Friday, June 25, 2010

Belarus settles bill with Russian energy giant




Moscow, Russia (News Today) - Belarus has paid its natural gas debt to Russian energy giant Gazprom in full, a top Belarus government official said Wednesday, in the latest twist of a dispute that could affect Europe's energy supplies.

Belarus "wired to Gazprom $187 million and therefore fully cleared its debt for the Russian gas deliveries," Belarus senior deputy prime minister Vladimir Semashko said, the government press office confirmed.

The two sides have been trading accusations of unpaid debts since Monday. Gazprom says Belarus owes $192 million, while Belarus President Alexander Lukashenko says Gazprom owes $260 million.

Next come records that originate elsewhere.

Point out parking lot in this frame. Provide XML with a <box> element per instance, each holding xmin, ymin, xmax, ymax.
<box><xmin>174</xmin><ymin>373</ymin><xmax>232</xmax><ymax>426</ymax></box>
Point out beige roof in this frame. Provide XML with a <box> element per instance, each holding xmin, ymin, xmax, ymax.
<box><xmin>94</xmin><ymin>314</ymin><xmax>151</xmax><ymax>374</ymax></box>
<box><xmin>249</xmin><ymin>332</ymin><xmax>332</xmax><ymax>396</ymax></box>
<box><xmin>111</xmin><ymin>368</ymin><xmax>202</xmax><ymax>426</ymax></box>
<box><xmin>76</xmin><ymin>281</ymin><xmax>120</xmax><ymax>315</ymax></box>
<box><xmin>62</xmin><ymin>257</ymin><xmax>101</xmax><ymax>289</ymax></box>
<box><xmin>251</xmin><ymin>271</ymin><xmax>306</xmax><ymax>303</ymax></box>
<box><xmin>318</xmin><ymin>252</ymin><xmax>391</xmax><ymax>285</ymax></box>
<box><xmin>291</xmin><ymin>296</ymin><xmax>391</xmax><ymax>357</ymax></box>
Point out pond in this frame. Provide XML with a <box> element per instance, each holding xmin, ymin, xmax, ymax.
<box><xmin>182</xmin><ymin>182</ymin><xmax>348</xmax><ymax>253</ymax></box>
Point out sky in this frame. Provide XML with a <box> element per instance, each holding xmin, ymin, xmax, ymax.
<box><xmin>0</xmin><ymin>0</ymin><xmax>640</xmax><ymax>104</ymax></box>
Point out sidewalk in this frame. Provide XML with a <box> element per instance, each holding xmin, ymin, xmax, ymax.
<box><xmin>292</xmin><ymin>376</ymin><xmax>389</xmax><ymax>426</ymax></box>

Earlier Wednesday, Gazprom reduced the amount of natural gas it supplies to Belarus for the third time this week, after it said Belarus paid some but not all of its bills.

The former Soviet republic paid for gas received in May, but not for supplies delivered earlier in the year, so Gazprom cut gas delivery by a total of 60 percent, the company said.

Belarus threatened to cut gas delivery to Europe to make up for the losses it was suffering, but European gas supplies have not been affected, Gazprom said. Europe gets 6.25 percent of its natural gas imports from Russia via Belarus.

Meanwhile, Lukashenko ordered the halt of Russian natural gas deliveries to Europe via his country, his office told CNN Tuesday. Belarus says Gazprom owes it money for transporting Russian gas to Europe.

"They haven't paid us a penny for this in the past six months," Lukashensko said, according to the state-run news agency Belta.

He called it "cynical and absurd" for Gazprom to cut its supplies to Belarus "when you owe me $260 million while I owe you $190 million," Lukashenko said.

Gazprom admits that it owes Belarus for its gas transit to Europe, but says Belarus is mixing two different contractual issues -- domestic supply and international transit -- that should not be combined.

Gazprom has not paid the transit fees so far because the two sides have not completed the proper paperwork, the company said in a statement Wednesday.

Russia exports approximately 20 percent of its gas to Europe through Belarus, Gazprom says. The other 80 percent transits through Ukraine.

Disputes between Russia and Ukraine over gas last year left many Europeans shivering during a bitterly cold winter.

Officials from the European Commission are in close contact with Russian and Belarus authorities over the dispute and expect "that the gas flows to the European Union will not be affected," spokeswoman Marlene Holzner told reporters Tuesday.

Gazprom CEO Alexei Miller has said the cuts in the amount of gas sent to Belarus will continue daily and be "proportional to the volume of debt."

Belarus has refused to pay Russian gas rates of $169 per 1,000 cubic meters for the first quarter of the year and $185 for the second quarter, the official Russian news agency RIA-Novosti reported.

The former Soviet republic has instead been paying $150 since January 1, ringing up a large debt in the process.

In the past, other countries including Austria, Bulgaria, the Czech Republic, Germany, Romania, Greece and Turkey have complained that their gas supplies have been affected as Russia trimmed output to upstream customers like Belarus and Ukraine.

Gazprom is the world's biggest producer and exporter of natural gas -- and Russia's most powerful company.

It controls 20 percent of the world's natural gas reserves and operates the world's largest gas distribution network, covering an area from Europe to the Far East, according to its website.

Gazprom exports energy to 32 countries and provides around 25 percent of the European Union's gas supplies.

Formed in 1989 to replace the Soviet Ministry of the Gas Industry, Gazprom is closely tied to the Russian government, which owns a controlling 50 percent stake in the company. President Dmitry Medvedev is a former Gazprom chairman.

In recent years, an increasingly confident Moscow has used Gazprom to assert its authority over Russia's former sphere of influence by offering heavily subsidized gas to ex-Soviet countries.

But that policy has led to disputes as Gazprom has then sought to raise prices.

Gazprom has switched off gas supplies to Ukraine -- another former Soviet republic -- several times in recent years in a row over payments and Kiev's rejection of proposals to hike rates.

Those disputes ended earlier this year when Russia agreed to a 30 percent drop in the price of natural gas sold to Ukraine, in exchange for permission to extend Russia's lease of a major naval base in the Black Sea port of Sevastopol, Ukraine, for 25 years.